AI analysis showed calming signals spreading to other brain regions, including the substantia nigra, the area where Parkinson’s disease begins and dopamine-producing cells die.

Parkinson’s prevents people from moving by killing dopamine-producing cells that control the body’s coordination. Without dopamine, the brain’s subthalamic nucleus, a region that regulates movement, goes into overdrive, sending out bursts of the chemical glutamate that causes tremors and stiffness.

Instead of supplementing dopamine, MeiraGTx’s therapy reverses the chemistry by delivering a gene called GAD (glutamic acid decarboxylase) to an overactive brain area.

The gene produces an enzyme that converts glutamate into GABA, the brain’s natural calming signal. This restores balance in the motor circuits and smoothes the movement.

“By silencing the circuits, we changed the physiology of the brain and saw improvements in movement,” Dr Forbes said.

The AI ​​data also suggested that the therapy did more than just aid movement; It appears to positively influence connections in areas linked to mood and memory, raising hopes that it could help with the depression and cognitive problems that often accompany Parkinson’s disease.

This is not MeiraGTx’s first success.
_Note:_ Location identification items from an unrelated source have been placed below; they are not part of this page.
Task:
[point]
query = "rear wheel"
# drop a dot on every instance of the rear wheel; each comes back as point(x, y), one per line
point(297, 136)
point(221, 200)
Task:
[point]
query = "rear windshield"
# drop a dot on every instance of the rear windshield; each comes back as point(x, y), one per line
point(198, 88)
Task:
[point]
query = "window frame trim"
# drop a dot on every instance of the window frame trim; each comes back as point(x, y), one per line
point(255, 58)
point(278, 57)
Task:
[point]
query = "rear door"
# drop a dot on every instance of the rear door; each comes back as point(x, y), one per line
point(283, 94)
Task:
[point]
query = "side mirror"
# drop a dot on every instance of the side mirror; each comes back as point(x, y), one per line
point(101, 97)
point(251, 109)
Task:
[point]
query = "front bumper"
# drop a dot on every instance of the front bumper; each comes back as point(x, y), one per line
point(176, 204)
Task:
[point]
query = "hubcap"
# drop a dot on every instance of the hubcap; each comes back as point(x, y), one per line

The company has previously worked with Moorfields Eye Hospital in London to restore sight to blind children using a similar gene therapy approach.

“We treated children who were all born blind due to the lack of a single functional gene. When we transferred an accurate copy of the gene into the retina of these young children with a one-time injection, each treated child gained sight and their lives were transformed,” Dr Forbes said.

Now the MeiraGTx team, based in Shoreditch, east London, is preparing for a large-scale global trial to confirm the Parkinson’s results.

People who no longer respond to medication and cannot receive effective long-term medical treatment will participate in the study.

If successful, this gene therapy treatment could be the first to both restore movement and slow the progression of the world’s fastest-growing neurological disease.

“These are really important stories,” Dr Forbes said. “This is science that has the potential to literally transform the lives of these patients and provide hope for millions of patients for whom no other effective treatments are available.”

Parkinson’s affects around 168,000 people in the UK and numbers are rising.

The results mean MeiraGTx’s treatment has now been granted accelerated status by the US regulator FDA, paving the way for a late-stage trial that could potentially support approval.

“This could be the beginning of a new era,” Dr Forbes said. “For the first time, we are seeing a significant improvement for this condition as well as a physiological change in the brain after a one-time gene therapy treatment.”